Non-invasive laser used to correct myopia

06/08/2018
A Columbia University researcher has developed a non-invasive approach that could permanently treat myopia by using a low-powered ultrafast laser.

Professor Sinisa Vukelic used the femtosecond oscillator – an ultrafast laser that delivers pulses of very low energy at high repetition rate – to selectively alter the biochemical and biomechanical properties of collagenous tissue without causing cellular damage and tissue disruption.

Vukelic’s technique apparently utilises just enough power to induce a low-density plasma within the set focal volume, but doesn’t convey enough energy to cause damage to the tissue within the treatment region.

“We’ve seen low-density plasma in multi-photo imaging where it’s been considered an undesired side-effect. We were able to transform this side-effect into a viable treatment for enhancing the mechanical properties of collagenous tissues,” Vukelic said.

The induction of low-density plasma causes ionisation of water molecules within the cornea, which creates a reactive oxygen species – a type of unstable molecule that contains oxygen and easily reacts with other molecules.

This, in turn, interacts with the collagen fibrils to form chemical bonds, or crosslinks, which when selectively introduced induce changes in the mechanical properties of the treated corneal tissue.

According to Vukelic, the crosslinking alters the collagen properties in the treated regions, which results in changes in the cornea’s macrostructure.

Since the process is photochemical, it is said to avoid disrupting tissue and the induced changes remain stable.

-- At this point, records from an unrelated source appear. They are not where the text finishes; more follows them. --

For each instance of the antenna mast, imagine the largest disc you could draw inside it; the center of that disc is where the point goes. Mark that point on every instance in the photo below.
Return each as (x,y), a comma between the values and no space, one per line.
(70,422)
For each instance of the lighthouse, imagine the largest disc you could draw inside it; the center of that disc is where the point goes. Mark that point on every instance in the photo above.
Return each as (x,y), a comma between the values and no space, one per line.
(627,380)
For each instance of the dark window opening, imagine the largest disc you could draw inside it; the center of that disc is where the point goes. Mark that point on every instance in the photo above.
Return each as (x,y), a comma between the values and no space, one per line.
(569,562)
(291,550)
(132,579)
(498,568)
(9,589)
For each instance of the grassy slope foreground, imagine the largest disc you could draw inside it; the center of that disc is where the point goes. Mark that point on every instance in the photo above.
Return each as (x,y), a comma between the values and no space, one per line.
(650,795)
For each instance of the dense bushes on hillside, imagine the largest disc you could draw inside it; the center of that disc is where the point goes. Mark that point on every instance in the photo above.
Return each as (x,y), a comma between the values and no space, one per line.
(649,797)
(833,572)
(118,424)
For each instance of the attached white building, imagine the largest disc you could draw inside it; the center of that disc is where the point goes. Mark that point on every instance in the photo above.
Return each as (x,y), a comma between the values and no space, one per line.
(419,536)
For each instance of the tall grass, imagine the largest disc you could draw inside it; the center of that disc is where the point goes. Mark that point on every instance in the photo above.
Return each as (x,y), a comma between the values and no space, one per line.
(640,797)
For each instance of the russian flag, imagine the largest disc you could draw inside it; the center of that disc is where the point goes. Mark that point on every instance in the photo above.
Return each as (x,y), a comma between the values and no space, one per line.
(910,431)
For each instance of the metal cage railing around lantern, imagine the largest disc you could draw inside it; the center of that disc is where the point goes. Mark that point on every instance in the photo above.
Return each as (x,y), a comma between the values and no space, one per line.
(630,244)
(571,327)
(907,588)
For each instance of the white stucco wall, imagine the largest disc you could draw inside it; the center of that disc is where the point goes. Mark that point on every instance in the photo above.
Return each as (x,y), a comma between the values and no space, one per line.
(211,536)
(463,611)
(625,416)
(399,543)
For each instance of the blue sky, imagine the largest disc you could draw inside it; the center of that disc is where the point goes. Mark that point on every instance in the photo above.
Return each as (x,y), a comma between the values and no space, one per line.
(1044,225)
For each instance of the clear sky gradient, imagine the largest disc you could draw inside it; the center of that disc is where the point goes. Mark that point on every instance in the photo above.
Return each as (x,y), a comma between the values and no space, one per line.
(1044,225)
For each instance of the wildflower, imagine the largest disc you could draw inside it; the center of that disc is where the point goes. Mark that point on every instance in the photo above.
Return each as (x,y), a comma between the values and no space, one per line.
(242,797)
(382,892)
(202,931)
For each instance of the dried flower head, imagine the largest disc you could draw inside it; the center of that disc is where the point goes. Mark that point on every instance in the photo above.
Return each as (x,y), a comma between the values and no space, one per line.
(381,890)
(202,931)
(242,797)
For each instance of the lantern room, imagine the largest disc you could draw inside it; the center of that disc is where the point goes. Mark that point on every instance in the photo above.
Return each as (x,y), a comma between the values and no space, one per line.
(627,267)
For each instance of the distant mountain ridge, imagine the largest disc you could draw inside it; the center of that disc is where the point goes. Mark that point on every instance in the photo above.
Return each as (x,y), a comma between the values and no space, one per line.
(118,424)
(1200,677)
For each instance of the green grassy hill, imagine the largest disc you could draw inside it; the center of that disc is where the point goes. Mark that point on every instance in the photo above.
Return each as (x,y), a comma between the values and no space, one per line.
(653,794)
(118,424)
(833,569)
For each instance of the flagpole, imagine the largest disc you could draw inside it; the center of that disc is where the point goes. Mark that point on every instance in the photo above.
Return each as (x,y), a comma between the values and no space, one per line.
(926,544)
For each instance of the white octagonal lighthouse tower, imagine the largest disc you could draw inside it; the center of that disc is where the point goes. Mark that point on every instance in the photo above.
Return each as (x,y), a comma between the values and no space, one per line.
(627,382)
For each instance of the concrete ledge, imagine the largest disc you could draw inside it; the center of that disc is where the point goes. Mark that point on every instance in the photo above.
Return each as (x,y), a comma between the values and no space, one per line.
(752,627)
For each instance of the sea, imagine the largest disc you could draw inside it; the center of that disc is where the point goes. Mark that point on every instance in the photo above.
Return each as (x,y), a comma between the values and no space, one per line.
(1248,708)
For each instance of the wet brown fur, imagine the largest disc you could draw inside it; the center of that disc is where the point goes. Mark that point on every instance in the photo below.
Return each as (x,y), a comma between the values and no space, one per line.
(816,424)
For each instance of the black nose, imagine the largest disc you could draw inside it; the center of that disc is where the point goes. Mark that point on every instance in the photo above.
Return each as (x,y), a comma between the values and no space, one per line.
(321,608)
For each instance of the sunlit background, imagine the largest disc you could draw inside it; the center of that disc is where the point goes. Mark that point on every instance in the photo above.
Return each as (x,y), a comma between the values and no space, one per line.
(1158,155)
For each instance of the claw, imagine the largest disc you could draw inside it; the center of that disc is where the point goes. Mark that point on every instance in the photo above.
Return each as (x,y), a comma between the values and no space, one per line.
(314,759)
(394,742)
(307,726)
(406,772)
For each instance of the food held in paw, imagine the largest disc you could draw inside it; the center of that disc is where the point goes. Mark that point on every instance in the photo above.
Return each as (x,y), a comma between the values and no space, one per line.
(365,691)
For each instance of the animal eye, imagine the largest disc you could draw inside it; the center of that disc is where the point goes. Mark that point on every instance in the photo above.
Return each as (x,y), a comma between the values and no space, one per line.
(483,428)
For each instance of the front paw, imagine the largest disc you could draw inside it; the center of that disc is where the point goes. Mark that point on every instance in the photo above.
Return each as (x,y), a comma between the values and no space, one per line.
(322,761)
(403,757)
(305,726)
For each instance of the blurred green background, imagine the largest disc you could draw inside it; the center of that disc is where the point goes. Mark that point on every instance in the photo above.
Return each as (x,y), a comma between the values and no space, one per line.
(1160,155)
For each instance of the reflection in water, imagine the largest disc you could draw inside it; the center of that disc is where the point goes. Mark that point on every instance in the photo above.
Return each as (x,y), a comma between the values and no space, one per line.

“If we carefully tailor these changes, we can adjust the corneal curvature and thus change the refractive power of the eye. This is a fundamental departure from the mainstream ultrafast laser treatment that is currently applied in both research and clinical settings and relies on the optical breakdown of the target materials and subsequent cavitation bubble formation,” Vukelic said.

Vukelic and his team are developing a prototype for use in clinical trials before the end of the year.